Wodtko, Thomas (Ulm University), Scheible, Alexander (Ulm University), Authaler, Dominik (Ulm University), Buchholz, Michael (Universität Ulm)

Batched Minimal Latency In-Sequence Ordering for Multi-Channel Data

Scheduled for presentation during the Regular Session "S28a-Multi-Sensor Fusion and Perception for Robust Autonomous Driving" (TH-LM-T28), Thursday, November 20, 2025, 10:30−10:50, Stradbroke

2025 IEEE 28th International Conference on Intelligent Transportation Systems (ITSC), November 18-21, 2025, Gold Coast, Australia

This information is tentative and subject to change. Compiled on October 18, 2025

Abstract

Fusion is a crucial part of the data processing in autonomous vehicles. Data from multiple sensors must be combined reliably to allow resilient behavior and motion planning. Generally, sensor data is received in an arbitrary order due to different acquisition frequencies, followed by transmission delays and varying processing times. However, processing and fusion modules usually require in-sequence data reception and may impose further requirements, such as receiving data batches containing data from different sensors acquired at similar times. While approaches exist to ensure in-sequence data reception, methods are lacking to realize any other data reception requirements. With this work, we propose a novel buffering approach that extends our previously proposed minimal latency method. Our new approach operates in two modes of delivering groups of data samples, providing wide applicability for various tasks.
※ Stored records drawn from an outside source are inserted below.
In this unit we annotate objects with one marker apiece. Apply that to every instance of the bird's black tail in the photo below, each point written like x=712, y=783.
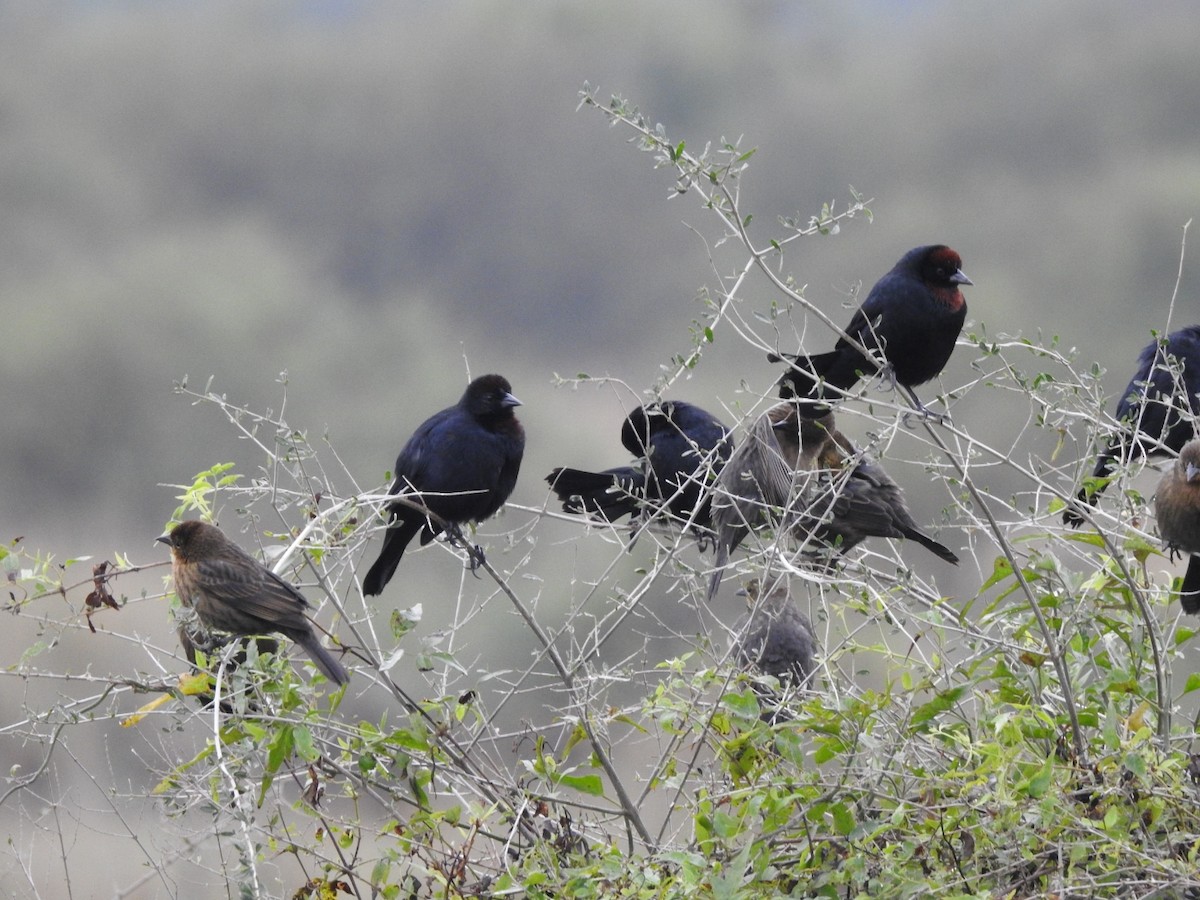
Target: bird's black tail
x=395, y=541
x=933, y=546
x=323, y=659
x=612, y=493
x=1189, y=594
x=803, y=381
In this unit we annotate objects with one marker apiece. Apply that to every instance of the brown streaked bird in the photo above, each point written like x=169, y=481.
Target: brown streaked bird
x=1177, y=510
x=679, y=449
x=461, y=463
x=233, y=592
x=801, y=473
x=775, y=637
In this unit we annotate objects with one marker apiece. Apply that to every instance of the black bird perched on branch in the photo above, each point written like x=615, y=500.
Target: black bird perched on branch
x=461, y=465
x=1156, y=411
x=775, y=637
x=1177, y=510
x=911, y=318
x=233, y=592
x=799, y=473
x=681, y=448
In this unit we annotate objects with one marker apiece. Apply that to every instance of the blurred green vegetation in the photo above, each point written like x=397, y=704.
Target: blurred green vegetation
x=376, y=196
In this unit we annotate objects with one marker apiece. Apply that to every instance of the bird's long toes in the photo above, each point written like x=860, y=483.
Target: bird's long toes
x=924, y=414
x=475, y=559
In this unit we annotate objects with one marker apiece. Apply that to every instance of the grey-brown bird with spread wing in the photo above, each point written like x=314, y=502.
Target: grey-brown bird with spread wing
x=233, y=592
x=1177, y=510
x=801, y=473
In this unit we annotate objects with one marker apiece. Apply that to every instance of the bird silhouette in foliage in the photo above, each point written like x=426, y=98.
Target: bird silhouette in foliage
x=461, y=465
x=802, y=474
x=679, y=449
x=1157, y=411
x=910, y=321
x=1177, y=510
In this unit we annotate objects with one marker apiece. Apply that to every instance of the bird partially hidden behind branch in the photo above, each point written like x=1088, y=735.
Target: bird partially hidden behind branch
x=796, y=473
x=1177, y=510
x=911, y=318
x=1156, y=412
x=778, y=640
x=679, y=449
x=233, y=592
x=461, y=465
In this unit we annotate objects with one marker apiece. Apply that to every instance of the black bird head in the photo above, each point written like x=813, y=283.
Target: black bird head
x=489, y=397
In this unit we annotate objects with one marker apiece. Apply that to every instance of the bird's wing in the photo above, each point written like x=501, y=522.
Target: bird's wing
x=250, y=588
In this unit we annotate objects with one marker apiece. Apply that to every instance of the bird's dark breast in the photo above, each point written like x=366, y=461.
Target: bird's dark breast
x=951, y=298
x=917, y=357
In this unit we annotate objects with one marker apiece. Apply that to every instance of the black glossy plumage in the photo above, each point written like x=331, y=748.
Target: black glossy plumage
x=1177, y=510
x=803, y=474
x=681, y=448
x=912, y=317
x=1153, y=408
x=461, y=463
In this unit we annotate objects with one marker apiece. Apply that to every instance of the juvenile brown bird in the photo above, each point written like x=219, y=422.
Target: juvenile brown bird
x=233, y=592
x=192, y=642
x=1177, y=510
x=679, y=448
x=775, y=637
x=799, y=473
x=1153, y=411
x=912, y=318
x=461, y=463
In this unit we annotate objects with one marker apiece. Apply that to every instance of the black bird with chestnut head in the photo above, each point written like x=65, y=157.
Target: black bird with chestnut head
x=911, y=318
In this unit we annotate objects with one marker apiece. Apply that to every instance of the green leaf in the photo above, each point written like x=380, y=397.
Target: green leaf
x=937, y=706
x=591, y=785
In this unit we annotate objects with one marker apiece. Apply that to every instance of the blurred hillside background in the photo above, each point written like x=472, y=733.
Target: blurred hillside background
x=365, y=195
x=376, y=196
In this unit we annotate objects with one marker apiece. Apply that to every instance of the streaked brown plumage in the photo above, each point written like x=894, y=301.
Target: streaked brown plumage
x=233, y=592
x=803, y=474
x=1177, y=510
x=192, y=642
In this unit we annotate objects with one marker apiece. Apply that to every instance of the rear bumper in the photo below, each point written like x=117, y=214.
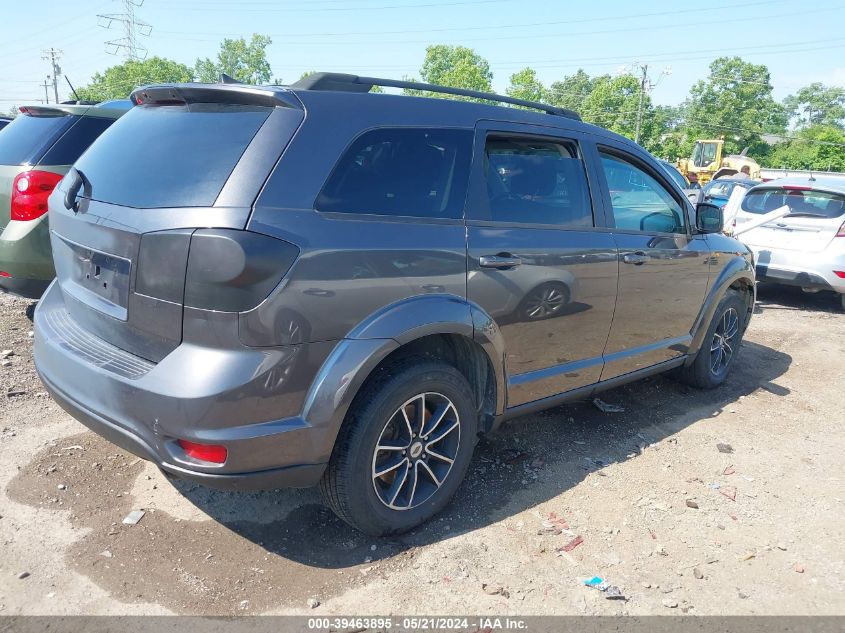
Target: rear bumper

Always considering the estimated data acquisition sequence, data from streams is either accumulated and forwarded in a batch or matched, and tuples with one data sample from every stream are forwarded. Our method explicitly detects missing data samples, is robust to unreliable transmission channels, and can even compensate for missing data in some cases while maintaining minimal induced latency. In our evaluation, we demonstrate the superiority of our approach over other state-of-the-art methods and highlight the improvements toward robust fusion in intelligent vehicles.